By creating a new classification of electric vehicles (EVs), the Upcycled Industrial Electric Vehicle (UEV) by Lunaz represents a dramatic carbon and cost saving versus replacing current vehicles with new electric equivalents. Upcycling, remanufacturing and electrification will play a vital role in plotting a more economically and ecologically viable course to global fleet decarbonisation. This also addresses significant capacity deficits versus demand for the production of new EV industrial vehicles.Â
This approach breaks the damaging cycle of replace-with-new that defines current dynamics in the global automotive industry. Many industries around the world including aerospace, rail and even fashion are embracing the enormous potential of upcycling to save millions of tonnes of embedded carbon that would otherwise be scrapped. Lunaz is taking an approach proven in the remanufacturing and electrification of pinnacle passenger vehicles through its Lunaz Design classic cars business. It applies this methodology to an industry with a global requirement to transition sustainably to clean-air powertrains at pace and at enormous scale.
An environmental audit commissioned by Lunaz and performed by leading scientists and engineers confirmed that more than 80% of embedded carbon over total lifetime is saved when upcycling rather than replacing an existing refuse truck with a new EV equivalent. Lunaz will deliver a fully upcycled, re-engineered refuse truck built to a near zero-mile standard to Councils and Waste Management companies for broadly the same price as a new diesel equivalent and considerably less expensively than a new electric-powered refuse truck.
Before the diesel engine is removed and replaced with the Lunaz modular electric powertrain, every industrial vehicle that undergoes Luanz’ remanufacturing and electrification approach is fully upcycled. This includes a full bare-metal restoration. This means fleet operators are presented with a vehicle in factory new condition.
Lunaz develops all its software in-house. This ensures end-users are presented with a vehicle equipped with the latest safety and control equipment. This includes the replacement of wing-mirrors with camera equipment and latest blindspot protection through side-facing RADAR and 360 birds-eye view cameras to increase awareness of surroundings and safety of workers when manoeuvring. Lunaz’ senior engineering team have personally participated in refuse collection rounds to understand the requirements of Waste Collection operators. This has built a fundamental understanding of the very specific features and design elements they require. For example, they received almost universal feedback that passenger seats within existing OEM refuse trucks were very uncomfortable.
Lunaz’ in-house design team will respond with a new seat design to address this issue utilising the same craft-skills that has seen Lunaz Design lead the market for the electrification of pinnacle classic cars. This extends to a full refurbishment and re-design of interior spaces to ensure the vehicle is presented in a factory-new standard and is furnished with the latest technology.
This approach extends to the technology and even to the lay-out of switch-gear within the cabin. This follows detailed consultation with Waste Collectors and the Workshop Managers that work with refuse trucks on a daily basis. This feedback is shaping every design and functional decision meaning Councils will be provided with vehicles entirely tailored to their requirements, rather than the one-size-fits-all approach new product development cycles dictate.

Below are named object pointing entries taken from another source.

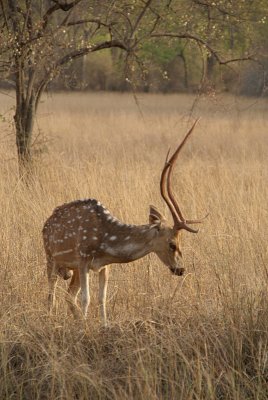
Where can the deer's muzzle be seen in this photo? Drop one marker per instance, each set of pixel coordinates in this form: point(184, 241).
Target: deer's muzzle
point(177, 271)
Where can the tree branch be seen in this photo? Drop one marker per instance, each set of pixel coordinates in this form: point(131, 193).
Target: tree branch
point(205, 44)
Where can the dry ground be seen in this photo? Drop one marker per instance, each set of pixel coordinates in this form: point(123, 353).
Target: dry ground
point(203, 336)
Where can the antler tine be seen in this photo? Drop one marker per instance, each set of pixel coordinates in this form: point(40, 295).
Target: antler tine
point(171, 163)
point(182, 223)
point(165, 189)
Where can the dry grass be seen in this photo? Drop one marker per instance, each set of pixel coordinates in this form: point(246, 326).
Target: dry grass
point(203, 336)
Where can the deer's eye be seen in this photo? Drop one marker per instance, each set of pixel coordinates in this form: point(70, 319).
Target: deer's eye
point(172, 246)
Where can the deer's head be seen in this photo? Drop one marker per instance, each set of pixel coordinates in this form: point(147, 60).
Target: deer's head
point(167, 244)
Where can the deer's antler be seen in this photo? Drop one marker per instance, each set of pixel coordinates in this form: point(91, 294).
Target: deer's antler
point(166, 190)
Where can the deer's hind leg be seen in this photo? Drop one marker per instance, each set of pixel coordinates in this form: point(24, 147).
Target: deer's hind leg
point(52, 275)
point(72, 292)
point(103, 283)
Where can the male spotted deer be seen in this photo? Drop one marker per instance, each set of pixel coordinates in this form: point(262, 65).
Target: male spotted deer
point(82, 235)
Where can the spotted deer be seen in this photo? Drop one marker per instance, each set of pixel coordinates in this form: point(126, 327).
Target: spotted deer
point(83, 235)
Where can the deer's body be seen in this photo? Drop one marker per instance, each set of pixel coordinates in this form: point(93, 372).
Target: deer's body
point(84, 230)
point(83, 235)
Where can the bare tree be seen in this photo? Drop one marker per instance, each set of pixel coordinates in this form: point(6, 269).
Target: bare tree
point(41, 37)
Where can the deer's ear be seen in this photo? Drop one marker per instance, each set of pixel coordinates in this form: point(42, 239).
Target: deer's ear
point(155, 217)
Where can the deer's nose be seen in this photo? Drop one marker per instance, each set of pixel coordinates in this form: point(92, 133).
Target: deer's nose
point(177, 271)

Lunaz’ technology marries seamlessly to the vehicle’s existing systems and following up-cycling, the useful life of these vehicles is dramatically extended. This saves significant capital expenditure for public and private sector entities. This extends to the specification of battery pack sizes which can be tailored to specific routes within a Council’s requirements. For example, a refuse truck that focuses on shorter urban rounds will be specified with a smaller battery pack than its equivalent that drives on longer rural routes. This dramatically saves cost and weight versus the one-size-fits-all approach offered with new electric refuse trucks.
Lunaz UEV refuse trucks will also be specified with the latest telematics technology, meaning fleet operators can dynamically track and manage their fleets. This technology also provides significant service and maintenance benefits through an approach pioneered in the airline business. Central operators at Lunaz will be able to diagnose issues and alert council workshops to repair requirements. This will reduce fleet downtime and cost burden in servicing.
Lunaz Applied Technologies, the company’s R&D, engineering and development arm has been readying the company’s first industrial vehicle offering from its foundation in 2018. This will be remanufactured, re-engineered and electrified Mercedes-Benz Econic platform vehicles for uses including as refuse trucks, commercial hauliers and for specialist applications in off-highway settings including airports.
This approach exposes the company to a potential market of 80 million existing ICE-powered vehicles in this class alone that will require either conversion, replacement or scrapping in the face of increasingly aggressive global legislation that either punitively taxes or will serve outright bans on the use of these vehicles over the next decade.
Lunaz has chosen to reaffirm its commitment to the production of UEVs in Silverstone due to the region’s proximity to a highly-skilled workforce, diverse supply chain and culture of innovation, in particular surrounding the development of new clean-air powertrains like the modular EV solution developed by Lunaz Applied Technologies.
In total more than 1,100 UEV industrial vehicles will roll-out of the Silverstone facility every year. In embedded carbon terms this will represent an equivalent saving of the entire weight of the Eiffel Tower.